Problem Statement: Combination Sum
Approach: Backtracking

Logicmojo - Updated Aug 28, 2021

Problem Statement: Combination Sum

Given an array of distinct integers candidates and a target integer target, return a list of all unique combinations of candidates where the chosen numbers sum to target. You may return the combinations in any order.

Example:

arr = [2,3,5], target = 8

Output: [[2,2,2,2],[2,3,3],[3,5]]

Approach: Backtracking

The approach for the problem is simple to find. Generally, in problems such as this, we are required to use backtracking. Because in such questions we are required to do a complete search and find the answer.

Algorithm:

1. If target == 0, it means we found solution, which is kept in curr_sol, so we add it to solution list of all found solutions.

2. If target if negative or k is more than number of candidates, we need to go back.

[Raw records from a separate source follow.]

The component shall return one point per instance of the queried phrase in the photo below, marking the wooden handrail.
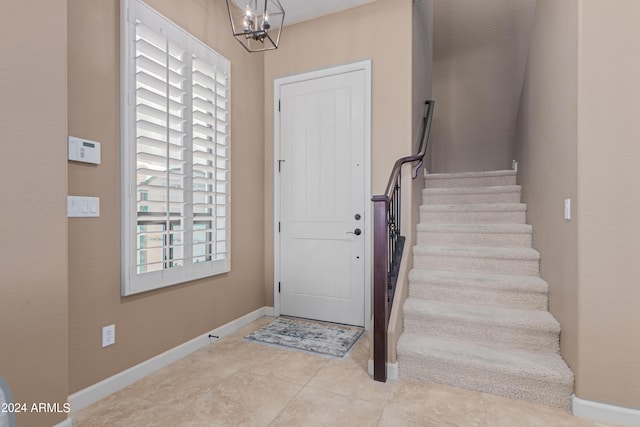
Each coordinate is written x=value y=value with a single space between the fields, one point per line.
x=388 y=245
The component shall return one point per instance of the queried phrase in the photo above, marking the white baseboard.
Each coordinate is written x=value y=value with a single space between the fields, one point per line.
x=66 y=423
x=92 y=394
x=392 y=370
x=605 y=413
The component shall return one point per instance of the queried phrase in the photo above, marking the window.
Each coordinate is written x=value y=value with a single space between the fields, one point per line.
x=175 y=154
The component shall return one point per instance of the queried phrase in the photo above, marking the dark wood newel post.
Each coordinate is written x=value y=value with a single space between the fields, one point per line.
x=380 y=286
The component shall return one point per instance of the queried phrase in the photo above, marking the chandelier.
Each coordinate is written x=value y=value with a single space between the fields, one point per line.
x=256 y=24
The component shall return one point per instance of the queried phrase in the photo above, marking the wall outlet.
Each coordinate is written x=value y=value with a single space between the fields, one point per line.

3. Finally, for each candidate index in k,..., we run our function recursively with updated parameters.

C++ Implementation:

#include<bits/stdc++.h>

using namespace std;
class Solution {
  public:
    void findCombination(int ind, int target, vector < int > & arr, vector < vector < int >> & ans, vector < int > & ds) {
      if (ind == arr.size()) {
        if (target == 0) {
          ans.push_back(ds);
        }
        return;
      }
      // pick up the element 
      if (arr[ind] <= target) {
        ds.push_back(arr[ind]);
        findCombination(ind, target - arr[ind], arr, ans, ds);
        ds.pop_back();
      }

      findCombination(ind + 1, target, arr, ans, ds);

    }
  public:
    vector < vector < int >> combinationSum(vector < int > & candidates, int target) {
      vector < vector < int >> ans;
      vector < int > ds;
      findCombination(0, target, candidates, ans, ds);
      return ans;
    }
};
int main() {
  Solution obj;
  vector < int > v {2,3,6,7};
  int target = 7;

  vector < vector < int >> ans = obj.combinationSum(v, target);
  cout << "Combinations are: " << endl;
  for (int i = 0; i < ans.size(); i++) {
    for (int j = 0; j < ans[i].size(); j++)
      cout << ans[i][j] << " ";
    cout << endl;
  }
}

Python Implementation:

class Solution:
    def combinationSum(self, candidates, target):
        def BackTr(target, curr_sol, k):  
            if target == 0:
                self.sol.append(curr_sol)

            if target < 0 or k >= len(candidates):
                return

            for i in range(k, len(candidates)):
                BackTr(target - candidates[i], curr_sol + [candidates[i]], i)
        
        self.sol = []
        BackTr(target, [], 0)   
        return self.sol
ob1 = Solution()
print(ob1.combinationSum([2,3,5], 8))

Time Complexity: O(n^k) where n is the length of the array and k is the length of the longest possible combination

Space Complexity: O(k), for storing the path, which could be k long at most.

With this article at Logicmojo, you must have the complete idea of solving Combination Sum problem.